Hypoglycemia during hospitalization occurs in patients with and without diabetes. The aims of this study were to determine the incidence, associated risk factors, and short- and long-term outcome of hypoglycemia among hospitalized elderly patients.
This is a case-control study conducted at geriatric and medicine departments. All patients 70 years or older with documented hypoglycemia hospitalized within 1 year (n = 281) were compared with a nonhypoglycemic group of 281 elderly, randomly selected patients from the same hospitalized population.

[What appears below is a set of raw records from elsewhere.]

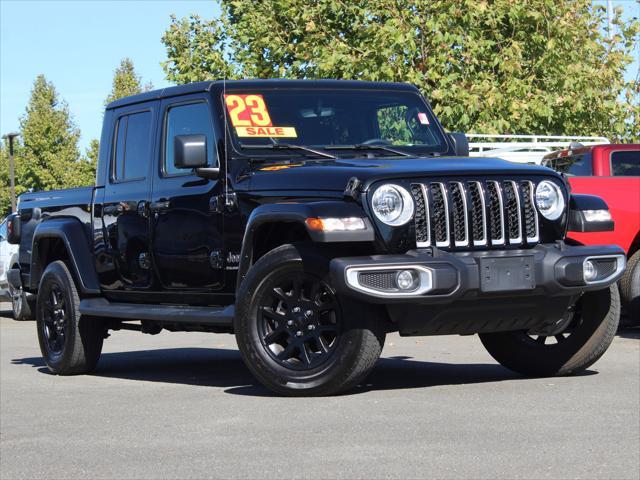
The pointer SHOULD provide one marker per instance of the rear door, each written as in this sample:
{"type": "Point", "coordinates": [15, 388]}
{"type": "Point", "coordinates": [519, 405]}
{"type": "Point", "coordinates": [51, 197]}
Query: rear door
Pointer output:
{"type": "Point", "coordinates": [125, 265]}
{"type": "Point", "coordinates": [187, 230]}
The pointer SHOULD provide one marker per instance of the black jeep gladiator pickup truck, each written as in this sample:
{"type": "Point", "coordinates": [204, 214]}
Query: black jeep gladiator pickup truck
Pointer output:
{"type": "Point", "coordinates": [310, 218]}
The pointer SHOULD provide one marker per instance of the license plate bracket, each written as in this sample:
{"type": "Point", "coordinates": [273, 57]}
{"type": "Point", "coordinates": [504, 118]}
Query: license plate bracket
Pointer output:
{"type": "Point", "coordinates": [503, 274]}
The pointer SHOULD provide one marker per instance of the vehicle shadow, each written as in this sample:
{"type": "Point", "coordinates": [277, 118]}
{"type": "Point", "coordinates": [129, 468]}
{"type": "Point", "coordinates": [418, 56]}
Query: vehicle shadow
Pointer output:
{"type": "Point", "coordinates": [626, 331]}
{"type": "Point", "coordinates": [223, 368]}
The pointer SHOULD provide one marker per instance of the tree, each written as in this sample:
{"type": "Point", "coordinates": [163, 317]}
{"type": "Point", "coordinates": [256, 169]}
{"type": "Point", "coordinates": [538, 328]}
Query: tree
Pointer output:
{"type": "Point", "coordinates": [46, 156]}
{"type": "Point", "coordinates": [536, 66]}
{"type": "Point", "coordinates": [126, 82]}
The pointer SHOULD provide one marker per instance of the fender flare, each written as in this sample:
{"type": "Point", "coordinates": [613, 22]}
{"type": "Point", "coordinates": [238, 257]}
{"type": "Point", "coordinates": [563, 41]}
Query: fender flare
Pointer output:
{"type": "Point", "coordinates": [74, 236]}
{"type": "Point", "coordinates": [298, 213]}
{"type": "Point", "coordinates": [578, 222]}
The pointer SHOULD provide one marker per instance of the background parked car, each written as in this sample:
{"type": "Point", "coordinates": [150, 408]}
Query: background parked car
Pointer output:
{"type": "Point", "coordinates": [7, 252]}
{"type": "Point", "coordinates": [613, 173]}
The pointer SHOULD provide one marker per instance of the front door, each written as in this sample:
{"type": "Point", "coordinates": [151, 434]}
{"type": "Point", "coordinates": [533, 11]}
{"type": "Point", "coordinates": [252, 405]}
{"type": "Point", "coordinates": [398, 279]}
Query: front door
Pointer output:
{"type": "Point", "coordinates": [187, 229]}
{"type": "Point", "coordinates": [124, 267]}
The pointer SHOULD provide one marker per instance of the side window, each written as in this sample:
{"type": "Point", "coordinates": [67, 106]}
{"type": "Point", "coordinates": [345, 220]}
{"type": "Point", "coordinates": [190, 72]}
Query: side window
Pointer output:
{"type": "Point", "coordinates": [576, 165]}
{"type": "Point", "coordinates": [625, 163]}
{"type": "Point", "coordinates": [190, 119]}
{"type": "Point", "coordinates": [132, 150]}
{"type": "Point", "coordinates": [401, 125]}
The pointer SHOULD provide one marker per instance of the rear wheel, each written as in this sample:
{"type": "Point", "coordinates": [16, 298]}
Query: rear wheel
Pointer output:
{"type": "Point", "coordinates": [570, 346]}
{"type": "Point", "coordinates": [296, 335]}
{"type": "Point", "coordinates": [70, 344]}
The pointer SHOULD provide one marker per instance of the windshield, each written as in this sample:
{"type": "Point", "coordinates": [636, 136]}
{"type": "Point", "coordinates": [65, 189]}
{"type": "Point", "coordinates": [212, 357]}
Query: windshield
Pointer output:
{"type": "Point", "coordinates": [575, 165]}
{"type": "Point", "coordinates": [339, 122]}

Among 5404 patients 70 years or older, 281 (5.2%) had documented hypoglycemia. Compared with the nonhypoglycemic group, we found the following characteristics to be true in the hypoglycemic group: there were more women than men (58% vs 44%, P = .001); sepsis was 10 times more common (P<.001); malignancy was 2.8 times more common (P = .04); the mean serum albumin level was lower (2.8 g/dL vs 3.4 g/dL, P<.001); and the mean serum creatinine and alkaline phosphatase levels were higher (P<.001 for both). Diabetes was known in 42% of the hypoglycemic group and in 31% of the nonhypoglycemic group (P = .03); 70 patients in the hypoglycemic group were taking sulfonylureas or insulin. Multivariate logistic analysis showed that sepsis, albumin level, malignancy, sulfonyurea and insulin treatment, alkaline phosphatase level, female sex, and creatinine level were all independent predictors of developing hypoglycemia. In-hospital mortality and 3-month mortality were about twice as high in the hypoglycemic group (P<.001). Multivariate analysis of mortality found that sepsis, low albumin level, and malignancy were independent predictors, while hypoglycmia was not.
Hypoglycemia was common in elderly hospitalized patients and predicted increased in-hospital 3- and 6-month cumulative mortality. However, in a multivariate analysis, hypoglycemia was not an independent predictor for mortality, implying that it is only a marker.